“This is perhaps a way to correct an oversight of history.”
The U.S. bishops added their assent to a call to have St. Irenaeus declared a doctor of the church.
The action came Nov. 12, the second day of their Nov. 11-13 fall general meeting in Baltimore.
“This is perhaps a way to correct an oversight of history,” said Bishop Kevin C. Rhoades of Fort Wayne-South Bend, Indiana, chairman of the U.S. bishops’ Committee on Doctrine.
St. Irenaeus was born sometime between A.D. 120 and A.D. 130 in Smyrna in Asia Minor, according to Bishop Rhoades. He was a disciple of St. Polycarp, who was himself a disciple of St. John the Apostle, he added. He died around 202, and the Catholic Church also deems him to be a martyr.
St.
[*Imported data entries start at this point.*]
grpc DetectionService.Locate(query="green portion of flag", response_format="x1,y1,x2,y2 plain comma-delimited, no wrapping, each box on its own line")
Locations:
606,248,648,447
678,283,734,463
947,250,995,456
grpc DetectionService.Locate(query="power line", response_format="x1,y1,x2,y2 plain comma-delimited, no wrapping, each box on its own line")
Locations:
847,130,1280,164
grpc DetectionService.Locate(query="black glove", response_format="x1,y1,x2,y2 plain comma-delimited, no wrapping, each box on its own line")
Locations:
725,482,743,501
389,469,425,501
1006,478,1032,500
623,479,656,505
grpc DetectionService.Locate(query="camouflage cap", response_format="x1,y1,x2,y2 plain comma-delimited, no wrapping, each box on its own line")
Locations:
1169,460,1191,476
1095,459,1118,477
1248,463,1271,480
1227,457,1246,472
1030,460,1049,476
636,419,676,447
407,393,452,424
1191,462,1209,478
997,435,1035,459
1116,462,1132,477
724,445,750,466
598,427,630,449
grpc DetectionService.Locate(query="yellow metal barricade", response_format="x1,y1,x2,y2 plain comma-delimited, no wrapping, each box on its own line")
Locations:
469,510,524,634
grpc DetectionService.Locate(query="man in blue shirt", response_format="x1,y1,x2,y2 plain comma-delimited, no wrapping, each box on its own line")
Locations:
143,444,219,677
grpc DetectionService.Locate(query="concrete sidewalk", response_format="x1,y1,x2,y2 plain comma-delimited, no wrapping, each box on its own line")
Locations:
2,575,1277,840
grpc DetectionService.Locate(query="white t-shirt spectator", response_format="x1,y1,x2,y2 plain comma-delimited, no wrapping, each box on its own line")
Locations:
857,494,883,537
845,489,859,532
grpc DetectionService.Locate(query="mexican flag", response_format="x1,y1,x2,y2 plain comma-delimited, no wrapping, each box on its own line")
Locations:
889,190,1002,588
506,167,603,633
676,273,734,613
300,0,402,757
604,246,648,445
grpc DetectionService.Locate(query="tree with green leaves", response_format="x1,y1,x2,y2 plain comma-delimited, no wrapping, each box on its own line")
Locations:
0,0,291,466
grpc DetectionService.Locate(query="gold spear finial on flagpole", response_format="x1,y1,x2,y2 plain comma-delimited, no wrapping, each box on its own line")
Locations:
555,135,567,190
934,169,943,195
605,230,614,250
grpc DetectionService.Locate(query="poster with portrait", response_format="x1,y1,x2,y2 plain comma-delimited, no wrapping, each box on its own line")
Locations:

Irenaeus’ ministry took him to present-day France. There, he waged theological battle against the Gnostics, who emphasized personal spiritual knowledge over faith in orthodox teachings and in ecclesiastical authority. This is relevant, Bishop Rhoades said, because “we see a reemergence of gnostic ideas and what it means to be human.”
The saint, he added, “consistently upheld the unity of God in three persons, the unity of salvation and the unity of the church.”
At a time when much in the early Christian church had yet to be codified, St. Irenaeus wrote the book “Against Heresies,” and is credited with being the first to declare the Gospels of Matthew, Mark, Luke and John to be read by all Christians.
There are 36 declared doctors of the church. As doctors — think “teachers” — they are recognized for their significant contributions to theology or doctrine through their research, study and writing.